Terra…toda carne. Um dilúvio de proporções mundiais parece ser a ideia aqui [e não apenas local, como alguns argumentam] (7:19-23; 8:21; 9:11-15; 2Pe 3:5-7) (Bíblia de Genebra).
18 Minha aliança [concerto] Este é o primeiro uso deste importante termo [berit] na Escritura. A aliança de Deus com a humanidade é unilateral, isto é, Ele está tomando a iniciativa.Existem condições e requisitos a serem atendidos, mas é Graça de Deus que é fundamental para a aliança, à qual a humanidade responde com fé e obediência (Andrews Study Bible).
Teus filhos…filhas Este refrão (7.7,13; 8:16,18; cf. 7.1) enfatiza que Deus preserva a humanidade na sua estrutura familiar básica e que Deus geralmente lida salvificamente com toda a unidade familiar, incluindo os filhos (Bíblia de Genebra).

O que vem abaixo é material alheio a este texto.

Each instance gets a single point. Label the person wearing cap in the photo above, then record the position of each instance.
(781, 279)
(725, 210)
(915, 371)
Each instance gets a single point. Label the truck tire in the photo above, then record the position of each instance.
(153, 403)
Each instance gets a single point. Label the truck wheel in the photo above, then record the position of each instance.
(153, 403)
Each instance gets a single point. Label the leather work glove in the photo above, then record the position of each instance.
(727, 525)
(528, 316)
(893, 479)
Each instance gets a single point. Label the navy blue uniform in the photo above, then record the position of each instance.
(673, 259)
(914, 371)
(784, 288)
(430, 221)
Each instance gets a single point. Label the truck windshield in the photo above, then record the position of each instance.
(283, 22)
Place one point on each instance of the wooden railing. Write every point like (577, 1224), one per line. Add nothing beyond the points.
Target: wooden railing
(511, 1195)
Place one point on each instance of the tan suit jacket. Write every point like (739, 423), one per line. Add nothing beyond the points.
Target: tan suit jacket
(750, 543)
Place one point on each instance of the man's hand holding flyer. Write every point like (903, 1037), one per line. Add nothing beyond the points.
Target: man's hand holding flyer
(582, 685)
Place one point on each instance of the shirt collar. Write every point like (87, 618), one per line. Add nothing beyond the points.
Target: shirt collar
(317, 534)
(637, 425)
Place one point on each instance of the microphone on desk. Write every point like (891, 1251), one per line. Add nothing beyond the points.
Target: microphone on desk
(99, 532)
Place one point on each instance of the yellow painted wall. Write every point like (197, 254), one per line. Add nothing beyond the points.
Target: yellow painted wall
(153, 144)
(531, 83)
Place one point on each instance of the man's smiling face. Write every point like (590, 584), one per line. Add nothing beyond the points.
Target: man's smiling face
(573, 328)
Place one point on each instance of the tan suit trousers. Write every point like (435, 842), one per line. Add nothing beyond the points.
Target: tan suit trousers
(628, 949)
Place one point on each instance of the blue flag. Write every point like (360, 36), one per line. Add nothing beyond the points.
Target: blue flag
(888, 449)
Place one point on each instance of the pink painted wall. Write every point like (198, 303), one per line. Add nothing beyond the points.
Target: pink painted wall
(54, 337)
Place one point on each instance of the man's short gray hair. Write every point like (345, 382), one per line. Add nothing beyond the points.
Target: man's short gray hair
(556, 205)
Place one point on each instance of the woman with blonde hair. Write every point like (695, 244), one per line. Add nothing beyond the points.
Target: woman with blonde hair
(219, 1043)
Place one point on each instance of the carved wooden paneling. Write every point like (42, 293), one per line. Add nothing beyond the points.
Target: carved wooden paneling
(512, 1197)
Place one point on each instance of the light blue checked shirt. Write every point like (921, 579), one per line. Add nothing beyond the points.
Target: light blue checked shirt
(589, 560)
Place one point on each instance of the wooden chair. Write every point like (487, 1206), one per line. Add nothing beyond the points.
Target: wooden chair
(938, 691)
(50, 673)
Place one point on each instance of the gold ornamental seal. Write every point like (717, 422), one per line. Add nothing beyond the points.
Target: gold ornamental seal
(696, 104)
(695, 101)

Nota: Histórias sobre dilúvio Embora histórias acerca de um grande dilúvio sejam encontradas em muitas culturas em todo o mundo, nenhuma é tão marcantemente semelhante a este episódio quanto aquelas da antiga Mesopotâmia (p. ex. A Epopéia de Gilgamés e a Epopéia de Atrahasis). Existem, entretanto, diferenças cruciais. Nos contos mesopotâmicos, os mesquinhos deuses pagãos trazem o dilúvio para controlar a superpopulação ou para silenciar o barulho irritante do povo, e quando este vem, os deuses se assustam com ele. Em contraste, o verdadeiro Deus traz o dilúvio soberanamente por causa da maldade humana e, em resposta aos sacrifícios de Noé, Ele promete nunca mais destruir a terra com água (Bíblia de Genebra).